Nachdem die SPD-Vertreter im Ausschuss für Bauen, Umwelt und Klimaschutz zunächst für die Fällung der Platane gestimmt haben, hat die sozialdemokratische Bürgermeisterkandidatin Sabine Anemüller zwischenzeitlich einen neuen Kompromiss vorgelegt, welcher sich gegen diesen Beschluß der Fällung richtet . Eigentlich ein bemerkenswerter Vorgang, dieser offene Widerspruch innerhalb der sonst geschlossenen Orts-SPD.
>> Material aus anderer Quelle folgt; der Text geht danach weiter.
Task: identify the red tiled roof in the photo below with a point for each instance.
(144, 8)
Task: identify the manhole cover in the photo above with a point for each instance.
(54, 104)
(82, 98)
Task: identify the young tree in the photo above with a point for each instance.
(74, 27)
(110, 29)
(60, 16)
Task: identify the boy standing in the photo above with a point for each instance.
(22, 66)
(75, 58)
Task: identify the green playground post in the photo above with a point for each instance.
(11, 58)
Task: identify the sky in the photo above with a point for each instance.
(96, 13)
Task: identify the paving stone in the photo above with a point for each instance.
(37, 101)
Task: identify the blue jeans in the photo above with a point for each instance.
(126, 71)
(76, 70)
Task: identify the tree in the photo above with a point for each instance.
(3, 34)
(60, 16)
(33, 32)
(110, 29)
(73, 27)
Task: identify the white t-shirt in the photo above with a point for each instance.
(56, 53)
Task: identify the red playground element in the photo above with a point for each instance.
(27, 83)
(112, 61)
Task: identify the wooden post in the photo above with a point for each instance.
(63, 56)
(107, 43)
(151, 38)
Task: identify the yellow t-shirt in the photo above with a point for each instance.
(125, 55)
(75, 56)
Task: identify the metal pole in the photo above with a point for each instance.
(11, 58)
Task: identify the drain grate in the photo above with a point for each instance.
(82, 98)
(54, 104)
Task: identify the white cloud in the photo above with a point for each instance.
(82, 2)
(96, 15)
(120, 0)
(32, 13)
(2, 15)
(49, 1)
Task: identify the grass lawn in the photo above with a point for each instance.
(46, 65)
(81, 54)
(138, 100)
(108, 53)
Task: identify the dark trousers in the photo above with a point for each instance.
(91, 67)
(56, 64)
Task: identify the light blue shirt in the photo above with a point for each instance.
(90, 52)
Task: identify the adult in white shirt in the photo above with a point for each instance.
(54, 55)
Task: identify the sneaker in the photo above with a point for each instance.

In der nächsten Ratssitzung soll es nun einen Antrag der SPD geben, den Beschluss für die Fällung zurückzunehmen. Wenn dieser Antrag eine Mehrheit findet, soll der Baum nicht gefällt werden! Ein Schwenk der SPD um ihre Kandidatin nicht zu beschädigen?!

Die LINKE wie auch der BIVH und BUND wären letztendlich am Ziel ihres Protestes, wenn auch auf unterschiedlichen Wegen.


Stellungnahme Frau Anemüller:

Wenn allein der Dreck, der von in den Ästen sitzenden Tauben ausgeht, der Grund zum Fällen ist – dann muss die Platane am Bienenwabenbrunnen in der Fußgängerzone Viersen stehen bleiben! Denn der Überpopulation der Tauben wird man damit nicht Herr, da müssen andere Lösungen her, und um die müssen wir uns kümmern. Wenn der Baum freilich krank ist oder eine (Umsturz-)Gefahr von ihm ausgeht, sieht die Sache anders aus. Das aber muss meiner Meinung nach noch sorgfältig und fachgerecht untersucht und geklärt werden, bevor der Fäll-Beschluss in die Tat umgesetzt wird.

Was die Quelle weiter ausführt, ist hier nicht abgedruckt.